Whenever an atom position changes, the slot will be called immediately. When the app does not need to be notified anymore, it can disconnect atoms:

atom->disconnectStructuralSignalFromSlot(
    this, // the pointer to the app
    SB_SLOT(&SEMyElementApp::onStructuralEvent) // the slot
    );

The important pattern is:

  1. identify the object that emits the relevant event
  2. implement a slot on a receiving object
  3. connect the signal only while you need it
  4. disconnect it when the relationship is no longer needed

Types of events#

SAMSON's data graph nodes may send the following types of events:

  1. Base events: events sent by data graph nodes about their base properties (e.g. their selection flag).
  2. Document events: events sent by documents and folders.
  3. Structural events: events sent by structural models and structural nodes.
  4. Visual events: events sent by visual models.
  5. Dynamical events: events sent by dynamical models.
  6. Interaction events: events sent by interaction models.
  7. Property events: events sent by property models.
  8. Simulator events: events sent by simulators.
  9. State updater events: events sent by state updaters.
  10. Controller events: events sent by controllers.

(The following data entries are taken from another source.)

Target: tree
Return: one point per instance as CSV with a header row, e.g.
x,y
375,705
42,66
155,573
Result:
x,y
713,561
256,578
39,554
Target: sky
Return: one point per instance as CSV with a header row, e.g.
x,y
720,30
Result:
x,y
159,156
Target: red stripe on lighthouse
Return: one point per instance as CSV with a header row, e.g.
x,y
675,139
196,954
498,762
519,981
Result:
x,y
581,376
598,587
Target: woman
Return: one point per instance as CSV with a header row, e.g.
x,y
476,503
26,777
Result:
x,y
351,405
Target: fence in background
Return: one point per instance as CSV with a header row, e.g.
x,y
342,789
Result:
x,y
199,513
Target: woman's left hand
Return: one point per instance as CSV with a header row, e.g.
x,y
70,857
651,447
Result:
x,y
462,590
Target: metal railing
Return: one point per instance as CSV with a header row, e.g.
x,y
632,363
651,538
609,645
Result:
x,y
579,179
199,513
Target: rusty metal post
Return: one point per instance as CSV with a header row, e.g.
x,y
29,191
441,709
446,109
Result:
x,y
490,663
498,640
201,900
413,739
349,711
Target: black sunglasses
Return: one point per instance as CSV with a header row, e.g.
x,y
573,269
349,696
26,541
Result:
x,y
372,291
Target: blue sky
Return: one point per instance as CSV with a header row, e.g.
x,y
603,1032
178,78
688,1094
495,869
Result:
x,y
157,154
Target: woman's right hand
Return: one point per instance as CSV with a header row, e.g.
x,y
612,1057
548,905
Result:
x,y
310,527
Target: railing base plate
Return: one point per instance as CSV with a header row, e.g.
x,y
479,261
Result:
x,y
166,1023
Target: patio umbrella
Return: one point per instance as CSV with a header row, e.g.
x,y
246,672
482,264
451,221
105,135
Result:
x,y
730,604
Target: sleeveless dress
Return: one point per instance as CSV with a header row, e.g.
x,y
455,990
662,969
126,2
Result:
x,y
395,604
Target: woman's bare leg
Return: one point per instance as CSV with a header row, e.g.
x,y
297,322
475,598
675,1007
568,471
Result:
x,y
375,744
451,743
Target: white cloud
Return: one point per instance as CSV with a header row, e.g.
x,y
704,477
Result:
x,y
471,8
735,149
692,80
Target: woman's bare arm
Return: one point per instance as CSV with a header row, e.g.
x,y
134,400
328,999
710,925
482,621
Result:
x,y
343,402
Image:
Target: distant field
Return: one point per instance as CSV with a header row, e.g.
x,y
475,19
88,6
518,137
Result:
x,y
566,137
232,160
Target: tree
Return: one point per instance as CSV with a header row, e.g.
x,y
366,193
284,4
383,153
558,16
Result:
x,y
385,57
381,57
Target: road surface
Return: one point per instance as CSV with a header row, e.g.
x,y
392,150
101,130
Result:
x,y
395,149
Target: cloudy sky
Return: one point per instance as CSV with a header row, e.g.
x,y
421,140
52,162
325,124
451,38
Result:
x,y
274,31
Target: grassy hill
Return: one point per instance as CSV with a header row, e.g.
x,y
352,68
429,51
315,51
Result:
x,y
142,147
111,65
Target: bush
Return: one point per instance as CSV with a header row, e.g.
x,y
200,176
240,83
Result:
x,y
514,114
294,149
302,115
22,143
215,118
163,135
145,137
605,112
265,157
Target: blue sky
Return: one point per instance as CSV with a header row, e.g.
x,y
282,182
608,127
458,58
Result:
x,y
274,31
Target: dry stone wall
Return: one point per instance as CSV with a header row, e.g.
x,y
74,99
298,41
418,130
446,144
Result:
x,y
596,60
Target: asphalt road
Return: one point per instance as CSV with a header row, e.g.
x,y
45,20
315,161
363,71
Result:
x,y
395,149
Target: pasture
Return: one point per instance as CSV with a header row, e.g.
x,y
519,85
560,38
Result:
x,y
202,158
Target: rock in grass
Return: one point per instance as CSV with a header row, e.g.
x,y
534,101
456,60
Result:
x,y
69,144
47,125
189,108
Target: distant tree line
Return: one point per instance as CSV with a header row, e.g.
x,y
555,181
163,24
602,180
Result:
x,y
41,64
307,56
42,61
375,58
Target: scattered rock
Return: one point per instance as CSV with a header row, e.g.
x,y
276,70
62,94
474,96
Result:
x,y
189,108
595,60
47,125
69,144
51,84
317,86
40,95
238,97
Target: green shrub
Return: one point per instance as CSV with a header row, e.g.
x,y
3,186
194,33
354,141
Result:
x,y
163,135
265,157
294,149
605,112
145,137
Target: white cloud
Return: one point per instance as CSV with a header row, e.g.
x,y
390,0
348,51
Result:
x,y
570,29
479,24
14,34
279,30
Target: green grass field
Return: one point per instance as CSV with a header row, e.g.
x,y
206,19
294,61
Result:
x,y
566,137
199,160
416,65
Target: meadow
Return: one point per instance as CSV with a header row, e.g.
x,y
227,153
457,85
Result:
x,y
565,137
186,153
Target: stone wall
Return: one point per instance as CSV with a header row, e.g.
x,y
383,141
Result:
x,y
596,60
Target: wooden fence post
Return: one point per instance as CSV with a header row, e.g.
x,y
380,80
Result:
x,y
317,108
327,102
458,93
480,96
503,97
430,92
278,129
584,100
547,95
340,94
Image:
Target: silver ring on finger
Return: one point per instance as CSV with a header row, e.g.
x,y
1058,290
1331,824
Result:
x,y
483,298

In general, events report changes in properties of the sending object or container.

For example, when the position of an atom changes, that atom emits the corresponding structural event.

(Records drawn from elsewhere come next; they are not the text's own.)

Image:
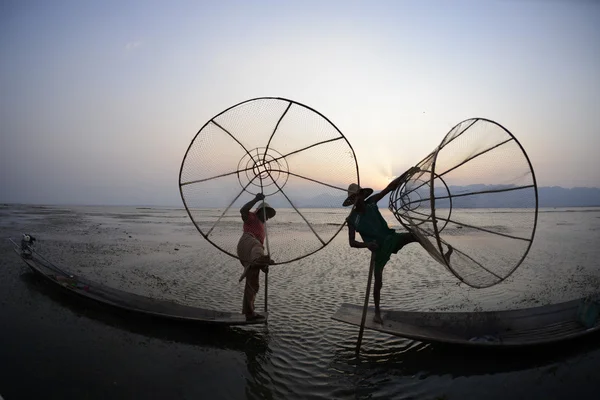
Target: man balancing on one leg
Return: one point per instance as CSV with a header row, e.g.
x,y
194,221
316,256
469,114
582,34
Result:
x,y
251,251
377,236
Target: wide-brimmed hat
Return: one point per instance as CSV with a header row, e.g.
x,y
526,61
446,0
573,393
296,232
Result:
x,y
270,210
353,190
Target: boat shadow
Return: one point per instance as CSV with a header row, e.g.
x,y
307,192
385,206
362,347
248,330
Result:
x,y
413,358
251,339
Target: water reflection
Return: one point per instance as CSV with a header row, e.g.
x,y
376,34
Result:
x,y
412,358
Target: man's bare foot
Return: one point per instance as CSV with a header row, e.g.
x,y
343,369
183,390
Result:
x,y
377,319
254,317
448,253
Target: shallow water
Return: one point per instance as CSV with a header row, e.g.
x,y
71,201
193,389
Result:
x,y
302,353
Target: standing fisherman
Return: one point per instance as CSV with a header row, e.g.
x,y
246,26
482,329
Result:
x,y
377,236
251,251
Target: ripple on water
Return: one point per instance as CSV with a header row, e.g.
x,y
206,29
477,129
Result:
x,y
302,351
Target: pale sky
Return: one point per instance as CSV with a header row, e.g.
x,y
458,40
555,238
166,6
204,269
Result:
x,y
99,100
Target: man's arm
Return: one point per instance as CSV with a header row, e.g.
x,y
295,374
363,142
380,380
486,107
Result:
x,y
393,185
356,244
245,210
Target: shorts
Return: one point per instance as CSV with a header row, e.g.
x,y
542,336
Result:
x,y
391,245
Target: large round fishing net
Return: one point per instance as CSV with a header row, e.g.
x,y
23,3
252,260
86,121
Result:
x,y
477,193
289,152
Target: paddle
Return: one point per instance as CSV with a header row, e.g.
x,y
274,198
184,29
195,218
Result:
x,y
366,306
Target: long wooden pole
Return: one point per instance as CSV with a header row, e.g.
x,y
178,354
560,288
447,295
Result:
x,y
366,306
268,253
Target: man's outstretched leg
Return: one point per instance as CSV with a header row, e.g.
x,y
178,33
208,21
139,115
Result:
x,y
376,295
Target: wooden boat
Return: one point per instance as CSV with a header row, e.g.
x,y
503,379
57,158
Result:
x,y
125,300
509,328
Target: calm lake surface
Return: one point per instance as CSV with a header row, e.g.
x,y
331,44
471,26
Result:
x,y
301,352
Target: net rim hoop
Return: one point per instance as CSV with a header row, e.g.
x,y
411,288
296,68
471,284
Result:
x,y
237,105
432,200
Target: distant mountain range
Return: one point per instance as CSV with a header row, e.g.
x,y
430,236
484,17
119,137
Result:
x,y
506,197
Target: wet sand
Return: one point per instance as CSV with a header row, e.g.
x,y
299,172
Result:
x,y
54,346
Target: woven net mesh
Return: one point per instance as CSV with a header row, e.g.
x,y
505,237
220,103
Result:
x,y
289,152
477,193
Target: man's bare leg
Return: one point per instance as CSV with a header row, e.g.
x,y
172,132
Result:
x,y
376,296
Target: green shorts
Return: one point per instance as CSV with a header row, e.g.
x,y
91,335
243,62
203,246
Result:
x,y
391,245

The event family is determined by the class that owns the changed property. For example:

  • an atom position change is a structural event
  • adding a structural model to a document is a document event

Important constraint#

A class must be a reference target to receive signals. As a result, slots are typically implemented on non-GUI classes such as SBDApp, which indirectly derive from SBCReferenceTarget.

This is one reason why reactive logic often belongs in data-side classes rather than directly in widget classes.

Please refer to Referencing for the lifetime and ownership model that makes this mechanism work.